Spring in Boulder means the end of ski season and the beginning of running season. Of course, the hard-core Boulderites have been running six times a week all winter long, but even in my younger days, I never had the sufficient commitment to running that was necessary to claim membership in that elite group.
So, for me, the vanishing of the ice and snow from the trails brings with it my annual fire drill to get in shape for the Bolder Boulder. For those of you unfamiliar with the BB, it’s one of the largest and most celebrated 10K’s in the world, with over 55,000 participants in 2009. The race takes place throughout downtown Boulder every Memorial Day, and it features live bands, dancing grannies or other entertainment on nearly every block. It finishes up at CU’s football stadium with a picnic for all, military jet flyovers and paragliders. It’s truly a blast.
And all that’s a good thing, unless you haven’t been running all winter long, which means that you have just six weeks from the last day of ski season to running a 10K in peak form. (And since this is Boulder, your peak form had better be good.)

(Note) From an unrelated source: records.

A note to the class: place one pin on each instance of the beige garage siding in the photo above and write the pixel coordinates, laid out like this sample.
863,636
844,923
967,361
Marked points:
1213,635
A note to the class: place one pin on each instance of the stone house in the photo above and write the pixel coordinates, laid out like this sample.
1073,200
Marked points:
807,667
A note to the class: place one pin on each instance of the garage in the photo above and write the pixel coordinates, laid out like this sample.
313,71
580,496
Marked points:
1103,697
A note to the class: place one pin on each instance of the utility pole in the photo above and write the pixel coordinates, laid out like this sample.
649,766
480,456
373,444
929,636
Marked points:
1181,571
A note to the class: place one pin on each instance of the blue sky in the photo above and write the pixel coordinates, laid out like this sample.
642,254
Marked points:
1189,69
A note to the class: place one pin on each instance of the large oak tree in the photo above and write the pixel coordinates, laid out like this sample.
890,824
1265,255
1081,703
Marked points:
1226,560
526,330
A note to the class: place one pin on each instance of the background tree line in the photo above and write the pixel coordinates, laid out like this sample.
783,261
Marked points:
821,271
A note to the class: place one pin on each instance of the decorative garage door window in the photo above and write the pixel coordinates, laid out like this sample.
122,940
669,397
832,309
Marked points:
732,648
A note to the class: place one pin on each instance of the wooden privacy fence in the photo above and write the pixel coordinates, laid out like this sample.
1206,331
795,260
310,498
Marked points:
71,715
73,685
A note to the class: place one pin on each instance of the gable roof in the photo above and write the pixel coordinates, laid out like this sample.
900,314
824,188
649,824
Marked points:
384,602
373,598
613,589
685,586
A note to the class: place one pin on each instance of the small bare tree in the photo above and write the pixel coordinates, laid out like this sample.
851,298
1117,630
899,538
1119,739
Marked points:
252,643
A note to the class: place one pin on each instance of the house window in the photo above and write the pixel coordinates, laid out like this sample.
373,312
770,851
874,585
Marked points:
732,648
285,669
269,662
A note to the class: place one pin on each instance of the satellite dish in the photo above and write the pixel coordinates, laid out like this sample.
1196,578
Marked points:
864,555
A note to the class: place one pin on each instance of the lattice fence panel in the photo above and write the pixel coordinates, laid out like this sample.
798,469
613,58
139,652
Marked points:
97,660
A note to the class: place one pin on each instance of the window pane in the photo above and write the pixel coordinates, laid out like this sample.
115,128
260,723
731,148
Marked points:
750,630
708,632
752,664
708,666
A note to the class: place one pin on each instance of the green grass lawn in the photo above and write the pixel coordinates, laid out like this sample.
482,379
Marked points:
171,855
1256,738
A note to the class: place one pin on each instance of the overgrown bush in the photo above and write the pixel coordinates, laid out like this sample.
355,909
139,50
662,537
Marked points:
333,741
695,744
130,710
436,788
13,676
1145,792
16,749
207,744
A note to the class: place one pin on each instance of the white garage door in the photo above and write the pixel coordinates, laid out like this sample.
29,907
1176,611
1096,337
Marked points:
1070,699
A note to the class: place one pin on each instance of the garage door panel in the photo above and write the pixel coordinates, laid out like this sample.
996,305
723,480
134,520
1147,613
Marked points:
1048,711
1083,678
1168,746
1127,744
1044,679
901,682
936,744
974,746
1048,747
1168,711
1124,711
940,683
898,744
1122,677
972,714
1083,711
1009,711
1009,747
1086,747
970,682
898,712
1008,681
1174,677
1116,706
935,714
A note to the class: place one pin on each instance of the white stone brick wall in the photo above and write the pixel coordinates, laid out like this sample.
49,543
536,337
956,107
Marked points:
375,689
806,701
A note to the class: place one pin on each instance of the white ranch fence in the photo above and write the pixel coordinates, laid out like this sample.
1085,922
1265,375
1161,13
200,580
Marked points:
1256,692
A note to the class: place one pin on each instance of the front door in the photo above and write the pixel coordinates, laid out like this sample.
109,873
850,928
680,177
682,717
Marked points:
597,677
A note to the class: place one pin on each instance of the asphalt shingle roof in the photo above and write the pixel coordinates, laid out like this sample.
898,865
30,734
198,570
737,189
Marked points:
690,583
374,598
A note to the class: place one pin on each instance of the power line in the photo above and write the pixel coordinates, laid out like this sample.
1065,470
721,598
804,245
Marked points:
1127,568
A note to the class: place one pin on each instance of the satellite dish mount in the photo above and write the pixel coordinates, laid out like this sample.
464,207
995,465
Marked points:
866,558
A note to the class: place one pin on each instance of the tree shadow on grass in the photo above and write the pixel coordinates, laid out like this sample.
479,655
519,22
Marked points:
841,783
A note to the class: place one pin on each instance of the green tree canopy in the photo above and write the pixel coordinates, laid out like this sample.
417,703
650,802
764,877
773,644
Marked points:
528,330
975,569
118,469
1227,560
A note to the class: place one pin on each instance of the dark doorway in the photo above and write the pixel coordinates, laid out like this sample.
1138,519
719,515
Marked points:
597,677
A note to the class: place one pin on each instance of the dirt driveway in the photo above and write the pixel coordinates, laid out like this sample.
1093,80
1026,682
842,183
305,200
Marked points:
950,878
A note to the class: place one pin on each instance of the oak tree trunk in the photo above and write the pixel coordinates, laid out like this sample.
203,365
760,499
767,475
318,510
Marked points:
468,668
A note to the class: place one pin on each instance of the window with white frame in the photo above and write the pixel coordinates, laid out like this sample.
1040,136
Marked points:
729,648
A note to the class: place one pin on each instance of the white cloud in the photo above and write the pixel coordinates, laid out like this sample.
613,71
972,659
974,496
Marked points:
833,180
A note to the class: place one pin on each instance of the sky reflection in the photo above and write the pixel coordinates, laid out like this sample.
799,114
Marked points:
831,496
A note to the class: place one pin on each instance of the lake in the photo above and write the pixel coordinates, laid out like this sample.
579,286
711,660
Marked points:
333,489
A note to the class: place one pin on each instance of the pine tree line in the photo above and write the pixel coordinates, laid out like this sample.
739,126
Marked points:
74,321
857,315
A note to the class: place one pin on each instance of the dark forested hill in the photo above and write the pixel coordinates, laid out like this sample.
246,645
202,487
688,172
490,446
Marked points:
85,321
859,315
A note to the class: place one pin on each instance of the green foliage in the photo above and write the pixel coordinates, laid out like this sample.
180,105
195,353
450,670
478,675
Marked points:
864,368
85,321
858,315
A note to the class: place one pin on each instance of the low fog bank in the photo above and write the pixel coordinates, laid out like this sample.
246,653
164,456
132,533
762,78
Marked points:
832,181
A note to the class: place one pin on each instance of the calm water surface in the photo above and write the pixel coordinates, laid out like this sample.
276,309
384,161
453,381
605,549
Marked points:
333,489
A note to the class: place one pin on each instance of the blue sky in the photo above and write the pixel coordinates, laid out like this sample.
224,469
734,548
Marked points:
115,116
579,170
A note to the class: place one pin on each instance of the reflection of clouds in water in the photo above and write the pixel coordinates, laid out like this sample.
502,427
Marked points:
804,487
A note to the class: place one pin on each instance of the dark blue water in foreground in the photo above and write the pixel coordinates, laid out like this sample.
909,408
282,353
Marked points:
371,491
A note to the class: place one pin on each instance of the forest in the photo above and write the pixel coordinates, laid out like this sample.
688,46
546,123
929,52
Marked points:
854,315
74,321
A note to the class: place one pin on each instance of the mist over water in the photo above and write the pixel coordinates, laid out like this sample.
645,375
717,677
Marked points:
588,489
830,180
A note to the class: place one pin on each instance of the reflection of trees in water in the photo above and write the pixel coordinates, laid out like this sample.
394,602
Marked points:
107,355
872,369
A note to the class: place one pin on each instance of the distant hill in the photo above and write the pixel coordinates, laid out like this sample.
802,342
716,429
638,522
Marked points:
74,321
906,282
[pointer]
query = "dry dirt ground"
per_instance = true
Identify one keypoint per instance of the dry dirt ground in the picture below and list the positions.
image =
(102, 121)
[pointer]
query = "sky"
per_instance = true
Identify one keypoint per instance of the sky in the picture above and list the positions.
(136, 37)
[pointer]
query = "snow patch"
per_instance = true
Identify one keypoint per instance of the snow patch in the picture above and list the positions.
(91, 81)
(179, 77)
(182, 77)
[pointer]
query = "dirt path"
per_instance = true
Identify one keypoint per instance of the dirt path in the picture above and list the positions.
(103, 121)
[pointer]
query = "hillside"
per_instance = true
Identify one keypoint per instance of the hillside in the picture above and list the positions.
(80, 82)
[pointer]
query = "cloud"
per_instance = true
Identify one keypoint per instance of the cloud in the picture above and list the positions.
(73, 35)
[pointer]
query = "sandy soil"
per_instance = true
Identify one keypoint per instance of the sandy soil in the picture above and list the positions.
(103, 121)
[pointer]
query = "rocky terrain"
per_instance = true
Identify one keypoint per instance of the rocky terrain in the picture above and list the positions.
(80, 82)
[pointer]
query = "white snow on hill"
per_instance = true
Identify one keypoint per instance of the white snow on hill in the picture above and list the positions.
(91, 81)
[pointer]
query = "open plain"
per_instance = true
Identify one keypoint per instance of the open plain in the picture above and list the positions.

At any rate, in my younger days, I was able to put together a few runs in April and May, and I’d be more or less ready for the Bolder Boulder. However, as I discovered last year – after an eight-year sabbatical – it’s not so easy anymore. Somehow, over the course of that time away, I had lost a minute off my pace, and that was on top of the time I’d lost over the previous several years.
This is when the acronym long used by computer programmers comes to mind: GIGO, or Garbage In, Garbage Out. When you’re over 40, a few training runs over the space of a few weeks will get you just that: very little return on very little effort. Meaning that even if your body was able to quickly overcome a certain slackness in your training schedule back in the day, those days are long over, and only a disciplined approach will help you find success post-40.